OpenAI hopes to attract more users as competition heats up in the generative AI world – and there are a lot coming for them.

How does OpenAI stack against its biggest rivals at this point?

OpenAI's move to introduce a new, free and faster large language model is an indication of how it has its hands full against its competition in generative AI.

Google, arguably its biggest rival in the space, has Gemini, which was the first AI model to beat human experts on massive multitask language understanding, one of the widely used methods to test the knowledge and problem-solving abilities of AI.

Gemini can be accessed on the Google One AI Premium plan for $19.99 a month, which includes 2TB of storage, 10 per cent back from purchases made on the Google Store and more features across Gmail, Google Docs, Google Slides and Google Meet.

In February, it launched Gemma, aimed at assisting developers and researchers in “building AI responsibly” and is more for modest tasks such as basic chatbots or summarisation jobs.

Anthropic, meanwhile, in March launched Claude 3 – its direct challenge at generative AI leader OpenAI.

The company backed by Google itself and Amazon has three tiers – Haiku, Sonnet and Opus – each offering increasing capabilities that will suit user needs.

Haiku is priced at $0.25 per million tokens (MTok) for input and $1.25 for output, while Sonnet costs $3 and $15. Opus is the most expensive at $15 and $75.

For comparison, OpenAI’s GPT-4 Turbo comes in at $10 for input and $30 for output, and also with a smaller context window of 128,000 MTok.

Microsoft, OpenAI's biggest backer, charges $20 a month for its Copilot pro service, which guarantees faster performance and "everything" the service offers.
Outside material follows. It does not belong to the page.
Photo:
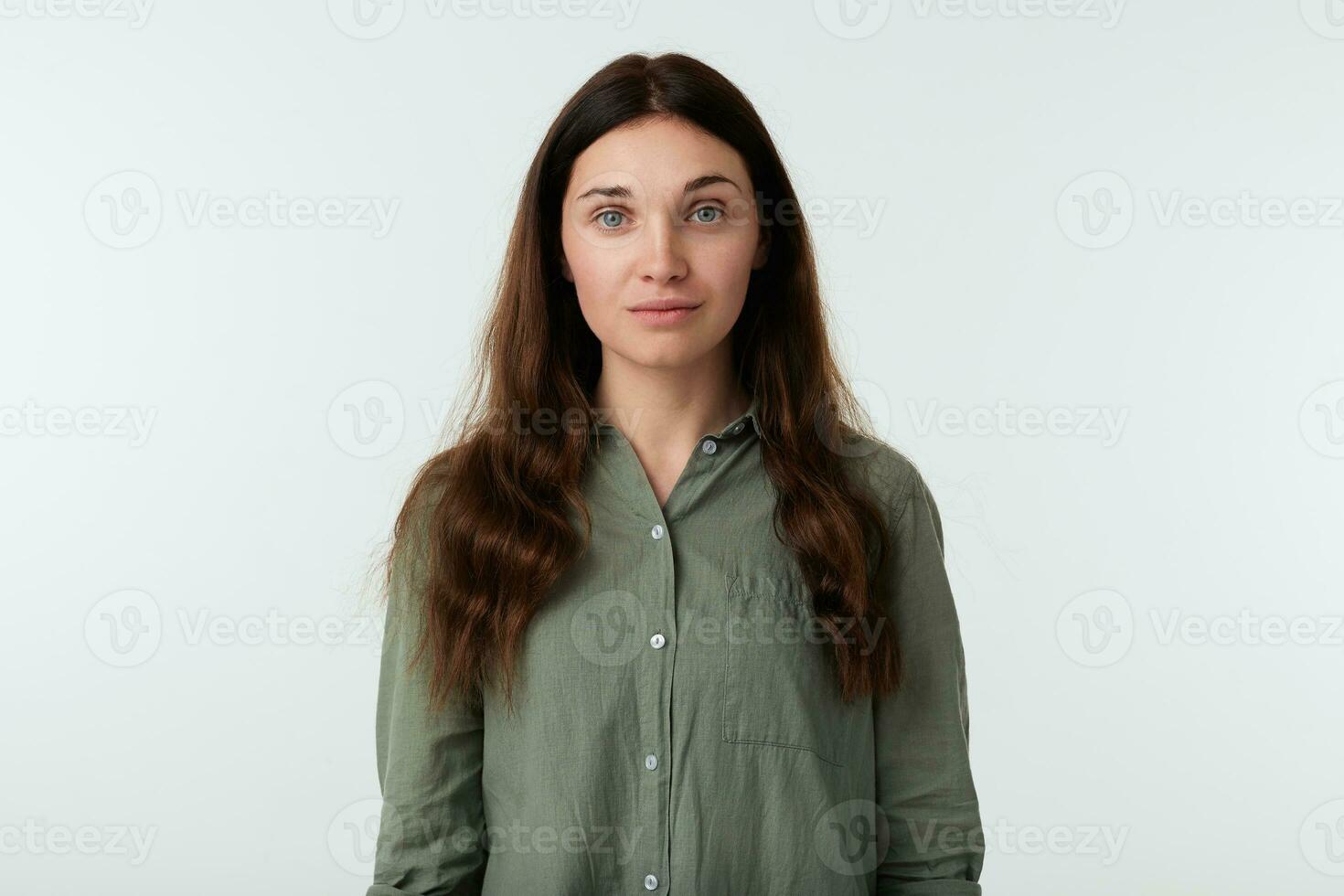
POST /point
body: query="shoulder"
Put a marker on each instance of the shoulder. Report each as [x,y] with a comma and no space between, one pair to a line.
[884,470]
If you're not willing to pay, there's a free Copilot tier, which, obviously, has limited functionalities.

And then, there's xAI's Grok, from OpenAI's friend-turned-enemy, Elon Musk.

Grok's current version, Grok-1.5, is only available to subscribers of X's Premium+ tier, which starts at $16 per month, or $168 a year.

Regional entities are also taking aim at the leaders: on Monday Abu Dhabi's Technology Innovation Institute introduced the second iteration of its large language model, Falcon 2, to compete with models developed by Meta, Google and OpenAI.

Also on Monday, Core42, a unit of Abu Dhabi's artificial intelligence and cloud company, G42, launched a bilingual Arabic and English chatbot developed in the UAE, Jais Chat. It can be downloaded and used for free on Apple's iPhones.